Lamps Plus Inc. v. Varela began as a putative class action filed in 2016 after a phishing incident at Lamps Plus. Specifically, Plaintiff Frank Varela’s tax information was compromised when an unknown individual posed as a company executive and gained access to confidential employee data. However, Lamps Plus argued that the company’s arbitration agreement signed by Varela mandated that his claims be handled through arbitration on an individual basis, thereby precluding his class action. Both the U.S. District Court for the Central District of California and the U.S. Court of Appeals for the 9th Circuit agreed with Varela’s argument that the arbitration agreement allowed for class arbitration.

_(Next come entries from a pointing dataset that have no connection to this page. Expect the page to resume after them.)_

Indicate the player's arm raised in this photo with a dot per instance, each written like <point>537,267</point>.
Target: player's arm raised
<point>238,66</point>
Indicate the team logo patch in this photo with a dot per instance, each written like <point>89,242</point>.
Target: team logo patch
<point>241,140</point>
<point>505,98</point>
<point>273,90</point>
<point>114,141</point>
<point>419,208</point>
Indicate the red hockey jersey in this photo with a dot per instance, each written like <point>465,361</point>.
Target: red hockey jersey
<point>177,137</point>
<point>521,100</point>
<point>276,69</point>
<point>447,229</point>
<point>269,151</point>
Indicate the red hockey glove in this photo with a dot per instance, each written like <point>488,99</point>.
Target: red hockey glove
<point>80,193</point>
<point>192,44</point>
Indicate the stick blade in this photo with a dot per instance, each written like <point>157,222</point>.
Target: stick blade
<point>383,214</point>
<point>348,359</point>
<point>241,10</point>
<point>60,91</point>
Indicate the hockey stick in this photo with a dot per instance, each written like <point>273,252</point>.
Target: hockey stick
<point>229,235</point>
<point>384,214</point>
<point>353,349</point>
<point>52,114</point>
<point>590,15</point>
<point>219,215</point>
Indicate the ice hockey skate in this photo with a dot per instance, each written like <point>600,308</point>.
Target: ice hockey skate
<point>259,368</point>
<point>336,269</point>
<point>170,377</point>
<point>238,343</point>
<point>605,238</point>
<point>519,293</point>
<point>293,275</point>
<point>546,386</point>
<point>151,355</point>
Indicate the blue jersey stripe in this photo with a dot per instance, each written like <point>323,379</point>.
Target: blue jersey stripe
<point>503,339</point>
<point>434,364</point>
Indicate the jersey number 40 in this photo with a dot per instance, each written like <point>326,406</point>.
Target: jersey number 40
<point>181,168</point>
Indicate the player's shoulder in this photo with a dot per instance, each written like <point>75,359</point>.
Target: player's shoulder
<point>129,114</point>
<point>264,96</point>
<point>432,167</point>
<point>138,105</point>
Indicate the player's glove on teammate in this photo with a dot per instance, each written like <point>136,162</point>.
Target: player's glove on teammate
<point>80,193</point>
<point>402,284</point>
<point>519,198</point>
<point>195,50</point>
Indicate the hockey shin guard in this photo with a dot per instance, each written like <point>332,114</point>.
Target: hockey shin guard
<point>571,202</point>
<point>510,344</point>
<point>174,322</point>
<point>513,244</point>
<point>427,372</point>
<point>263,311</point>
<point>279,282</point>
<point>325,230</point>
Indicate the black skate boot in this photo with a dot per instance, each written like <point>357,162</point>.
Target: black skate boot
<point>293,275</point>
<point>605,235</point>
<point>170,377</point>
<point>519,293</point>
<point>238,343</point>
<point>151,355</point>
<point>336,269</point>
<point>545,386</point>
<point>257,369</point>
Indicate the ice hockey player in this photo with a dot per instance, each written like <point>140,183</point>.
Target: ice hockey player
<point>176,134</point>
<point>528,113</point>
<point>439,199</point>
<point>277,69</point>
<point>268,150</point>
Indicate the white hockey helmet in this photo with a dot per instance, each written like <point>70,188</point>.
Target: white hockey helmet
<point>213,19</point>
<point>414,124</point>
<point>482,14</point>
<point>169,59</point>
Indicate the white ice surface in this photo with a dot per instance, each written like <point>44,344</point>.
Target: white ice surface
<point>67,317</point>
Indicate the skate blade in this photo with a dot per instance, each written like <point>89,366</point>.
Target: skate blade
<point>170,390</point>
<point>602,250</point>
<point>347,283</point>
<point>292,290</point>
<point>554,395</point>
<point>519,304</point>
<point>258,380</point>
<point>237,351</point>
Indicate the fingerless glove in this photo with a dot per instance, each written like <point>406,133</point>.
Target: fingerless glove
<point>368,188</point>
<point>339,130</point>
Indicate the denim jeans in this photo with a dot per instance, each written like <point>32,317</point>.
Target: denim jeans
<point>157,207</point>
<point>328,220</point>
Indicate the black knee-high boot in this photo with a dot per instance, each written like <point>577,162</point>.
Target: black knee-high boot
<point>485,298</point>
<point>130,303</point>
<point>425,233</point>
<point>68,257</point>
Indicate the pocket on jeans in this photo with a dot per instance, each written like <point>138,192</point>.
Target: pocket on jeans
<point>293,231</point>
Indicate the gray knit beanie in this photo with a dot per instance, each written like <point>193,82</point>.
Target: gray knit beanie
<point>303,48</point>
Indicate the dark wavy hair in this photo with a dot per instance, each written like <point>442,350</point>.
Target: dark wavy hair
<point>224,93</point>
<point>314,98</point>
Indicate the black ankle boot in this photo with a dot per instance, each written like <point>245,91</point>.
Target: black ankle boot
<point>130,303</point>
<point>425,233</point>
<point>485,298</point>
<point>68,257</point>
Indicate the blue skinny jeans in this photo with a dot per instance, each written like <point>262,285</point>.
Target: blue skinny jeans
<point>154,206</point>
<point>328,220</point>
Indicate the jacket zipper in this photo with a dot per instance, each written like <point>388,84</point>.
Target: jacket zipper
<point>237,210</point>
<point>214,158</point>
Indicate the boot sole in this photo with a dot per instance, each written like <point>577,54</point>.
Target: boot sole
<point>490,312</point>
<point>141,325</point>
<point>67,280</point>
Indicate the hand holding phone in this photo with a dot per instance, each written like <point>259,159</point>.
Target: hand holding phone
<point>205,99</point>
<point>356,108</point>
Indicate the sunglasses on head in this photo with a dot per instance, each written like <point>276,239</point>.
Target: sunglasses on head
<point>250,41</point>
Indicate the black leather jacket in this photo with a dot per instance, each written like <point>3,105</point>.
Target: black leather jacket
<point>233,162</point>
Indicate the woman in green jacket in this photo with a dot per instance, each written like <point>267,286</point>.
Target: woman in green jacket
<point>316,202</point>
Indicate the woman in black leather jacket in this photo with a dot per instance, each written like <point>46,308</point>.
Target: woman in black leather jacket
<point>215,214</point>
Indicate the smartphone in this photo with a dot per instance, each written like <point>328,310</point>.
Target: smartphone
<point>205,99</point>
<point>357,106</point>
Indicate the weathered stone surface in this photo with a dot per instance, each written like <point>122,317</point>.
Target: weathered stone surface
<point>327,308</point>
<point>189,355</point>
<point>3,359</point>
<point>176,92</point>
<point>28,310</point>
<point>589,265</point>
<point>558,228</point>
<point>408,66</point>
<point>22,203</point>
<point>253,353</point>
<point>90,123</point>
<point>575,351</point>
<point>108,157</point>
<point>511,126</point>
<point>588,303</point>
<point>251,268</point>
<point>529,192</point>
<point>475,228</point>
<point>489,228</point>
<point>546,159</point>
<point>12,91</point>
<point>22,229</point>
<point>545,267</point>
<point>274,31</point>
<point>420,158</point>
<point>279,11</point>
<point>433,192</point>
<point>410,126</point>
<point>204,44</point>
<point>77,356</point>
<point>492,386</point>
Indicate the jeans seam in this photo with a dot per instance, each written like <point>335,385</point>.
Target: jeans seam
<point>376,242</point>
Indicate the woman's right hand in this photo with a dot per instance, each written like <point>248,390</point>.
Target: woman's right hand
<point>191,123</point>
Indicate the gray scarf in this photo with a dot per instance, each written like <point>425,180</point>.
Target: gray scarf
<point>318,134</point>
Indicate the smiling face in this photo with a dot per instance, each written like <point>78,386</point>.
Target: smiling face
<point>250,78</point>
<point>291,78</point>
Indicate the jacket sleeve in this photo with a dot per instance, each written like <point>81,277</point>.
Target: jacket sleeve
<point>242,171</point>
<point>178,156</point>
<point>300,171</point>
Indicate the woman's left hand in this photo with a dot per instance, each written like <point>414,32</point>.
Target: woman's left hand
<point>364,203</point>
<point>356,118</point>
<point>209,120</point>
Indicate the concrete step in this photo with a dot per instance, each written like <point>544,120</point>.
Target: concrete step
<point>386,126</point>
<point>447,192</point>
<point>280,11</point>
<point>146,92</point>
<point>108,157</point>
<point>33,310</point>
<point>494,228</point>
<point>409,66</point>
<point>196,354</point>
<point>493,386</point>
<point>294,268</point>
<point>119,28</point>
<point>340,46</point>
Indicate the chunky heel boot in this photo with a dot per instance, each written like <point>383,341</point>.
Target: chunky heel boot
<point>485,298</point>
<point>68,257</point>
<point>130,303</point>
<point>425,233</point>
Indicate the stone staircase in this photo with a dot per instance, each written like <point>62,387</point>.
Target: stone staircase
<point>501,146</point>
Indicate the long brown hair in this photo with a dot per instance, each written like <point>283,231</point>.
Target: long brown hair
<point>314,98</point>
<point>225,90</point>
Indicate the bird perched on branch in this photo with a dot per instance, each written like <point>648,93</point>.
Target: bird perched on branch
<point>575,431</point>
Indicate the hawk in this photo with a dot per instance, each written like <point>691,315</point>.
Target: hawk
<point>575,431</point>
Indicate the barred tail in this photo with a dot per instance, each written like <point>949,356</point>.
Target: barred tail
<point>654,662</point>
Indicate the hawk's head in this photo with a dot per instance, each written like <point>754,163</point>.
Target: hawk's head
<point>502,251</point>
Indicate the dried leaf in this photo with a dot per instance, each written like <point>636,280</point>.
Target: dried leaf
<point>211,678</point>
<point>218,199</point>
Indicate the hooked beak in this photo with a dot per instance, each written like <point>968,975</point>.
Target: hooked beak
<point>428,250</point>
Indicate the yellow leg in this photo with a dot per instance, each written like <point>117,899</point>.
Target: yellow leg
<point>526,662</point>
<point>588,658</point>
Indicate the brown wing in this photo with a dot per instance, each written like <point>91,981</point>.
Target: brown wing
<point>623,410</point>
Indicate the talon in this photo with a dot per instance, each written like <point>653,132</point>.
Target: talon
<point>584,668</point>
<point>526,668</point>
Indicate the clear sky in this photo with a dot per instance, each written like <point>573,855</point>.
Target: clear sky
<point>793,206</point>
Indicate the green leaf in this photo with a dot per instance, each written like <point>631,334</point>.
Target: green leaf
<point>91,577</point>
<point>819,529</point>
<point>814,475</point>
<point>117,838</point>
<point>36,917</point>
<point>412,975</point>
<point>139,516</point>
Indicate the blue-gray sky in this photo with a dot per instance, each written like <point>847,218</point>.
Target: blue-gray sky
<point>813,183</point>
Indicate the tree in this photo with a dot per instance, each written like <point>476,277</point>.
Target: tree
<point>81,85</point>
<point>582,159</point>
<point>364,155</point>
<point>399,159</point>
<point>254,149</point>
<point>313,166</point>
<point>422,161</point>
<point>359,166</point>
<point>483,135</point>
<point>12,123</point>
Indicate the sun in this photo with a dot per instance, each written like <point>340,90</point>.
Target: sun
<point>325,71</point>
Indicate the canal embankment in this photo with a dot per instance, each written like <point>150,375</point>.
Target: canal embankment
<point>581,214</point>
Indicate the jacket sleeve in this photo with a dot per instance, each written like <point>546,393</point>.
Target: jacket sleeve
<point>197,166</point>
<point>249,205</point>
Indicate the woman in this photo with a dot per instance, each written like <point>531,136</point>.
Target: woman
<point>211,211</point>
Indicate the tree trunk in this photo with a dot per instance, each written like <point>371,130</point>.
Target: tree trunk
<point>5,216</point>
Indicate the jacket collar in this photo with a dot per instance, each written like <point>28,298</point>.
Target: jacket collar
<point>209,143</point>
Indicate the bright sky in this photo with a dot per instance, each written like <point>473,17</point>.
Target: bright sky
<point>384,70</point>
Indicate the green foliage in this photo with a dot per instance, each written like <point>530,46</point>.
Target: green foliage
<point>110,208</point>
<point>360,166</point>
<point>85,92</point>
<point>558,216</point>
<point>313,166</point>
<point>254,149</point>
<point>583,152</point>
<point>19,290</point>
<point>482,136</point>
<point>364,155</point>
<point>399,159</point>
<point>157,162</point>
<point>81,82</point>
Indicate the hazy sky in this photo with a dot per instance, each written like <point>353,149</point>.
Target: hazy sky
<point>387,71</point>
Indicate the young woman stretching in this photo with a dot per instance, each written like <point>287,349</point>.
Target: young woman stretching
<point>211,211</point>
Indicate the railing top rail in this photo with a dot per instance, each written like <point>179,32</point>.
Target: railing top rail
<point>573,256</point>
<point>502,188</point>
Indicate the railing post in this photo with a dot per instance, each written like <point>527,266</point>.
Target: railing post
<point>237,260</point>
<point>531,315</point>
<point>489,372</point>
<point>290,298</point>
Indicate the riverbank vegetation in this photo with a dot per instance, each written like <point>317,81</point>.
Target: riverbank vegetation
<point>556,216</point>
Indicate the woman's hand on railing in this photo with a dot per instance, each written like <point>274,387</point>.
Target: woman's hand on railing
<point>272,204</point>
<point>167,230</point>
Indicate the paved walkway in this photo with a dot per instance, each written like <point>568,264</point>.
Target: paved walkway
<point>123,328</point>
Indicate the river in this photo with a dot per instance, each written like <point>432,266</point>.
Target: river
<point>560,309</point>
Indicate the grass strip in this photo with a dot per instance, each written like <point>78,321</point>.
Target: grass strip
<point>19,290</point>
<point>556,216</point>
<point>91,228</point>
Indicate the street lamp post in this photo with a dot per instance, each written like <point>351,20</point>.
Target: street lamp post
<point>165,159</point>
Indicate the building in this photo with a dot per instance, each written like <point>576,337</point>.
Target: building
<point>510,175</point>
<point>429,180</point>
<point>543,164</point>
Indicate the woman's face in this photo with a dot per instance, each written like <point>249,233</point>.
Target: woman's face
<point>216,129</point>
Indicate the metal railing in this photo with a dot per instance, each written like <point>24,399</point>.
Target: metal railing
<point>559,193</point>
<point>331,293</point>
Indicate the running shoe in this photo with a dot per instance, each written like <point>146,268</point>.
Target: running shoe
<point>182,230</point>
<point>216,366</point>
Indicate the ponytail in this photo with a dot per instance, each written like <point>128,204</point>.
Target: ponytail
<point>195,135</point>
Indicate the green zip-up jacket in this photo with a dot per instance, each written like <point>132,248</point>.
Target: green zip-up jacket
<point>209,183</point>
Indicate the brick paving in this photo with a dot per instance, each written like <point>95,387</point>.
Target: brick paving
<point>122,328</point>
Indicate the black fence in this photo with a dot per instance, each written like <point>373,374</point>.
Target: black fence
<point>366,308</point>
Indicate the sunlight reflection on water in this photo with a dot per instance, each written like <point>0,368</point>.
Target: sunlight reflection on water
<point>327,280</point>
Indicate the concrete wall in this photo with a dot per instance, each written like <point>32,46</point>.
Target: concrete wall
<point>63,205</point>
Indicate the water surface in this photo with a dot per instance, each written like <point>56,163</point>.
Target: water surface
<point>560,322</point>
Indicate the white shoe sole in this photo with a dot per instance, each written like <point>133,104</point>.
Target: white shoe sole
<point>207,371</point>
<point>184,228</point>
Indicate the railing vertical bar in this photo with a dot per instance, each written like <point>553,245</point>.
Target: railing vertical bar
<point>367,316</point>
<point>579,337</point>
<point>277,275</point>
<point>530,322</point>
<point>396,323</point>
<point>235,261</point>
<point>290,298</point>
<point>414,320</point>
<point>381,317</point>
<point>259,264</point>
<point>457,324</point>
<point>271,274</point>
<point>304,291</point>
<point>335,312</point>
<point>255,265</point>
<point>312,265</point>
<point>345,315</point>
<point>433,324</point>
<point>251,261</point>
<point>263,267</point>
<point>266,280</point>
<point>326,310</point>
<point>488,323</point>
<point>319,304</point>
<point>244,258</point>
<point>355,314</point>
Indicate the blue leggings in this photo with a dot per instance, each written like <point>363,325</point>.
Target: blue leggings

The major question in this case regards the circumstances in which class arbitration can be compelled under the Federal Arbitration Act (“FAA”). Though the Supreme Court agreed to review this question in the near future, it answered nearly the same question in 2010 in a case entitled Stolt-Nielsen S.A. v. AnimalFeeds International Corp., in which it held that class arbitration is authorized only when all parties specifically agree to it. Within the next 6-12 months, we can expect the Supreme Court to again a decision on this important class action topic.
Implications For Employers
Employers and human resources personnel who handle employment contracts should keep a close eye on this case. The decision in Lamps Plus Inc. v. Varela may very well impact an employer’s process in drafting arbitration clauses.
Furthermore, the Supreme Court’s decision to review this matter, while also considering Epic Systems Corp. v. Lewis, No. 16-285, indicates a significant interest in class action issues. Both of these matters have the potential to greatly impact employment class action litigation.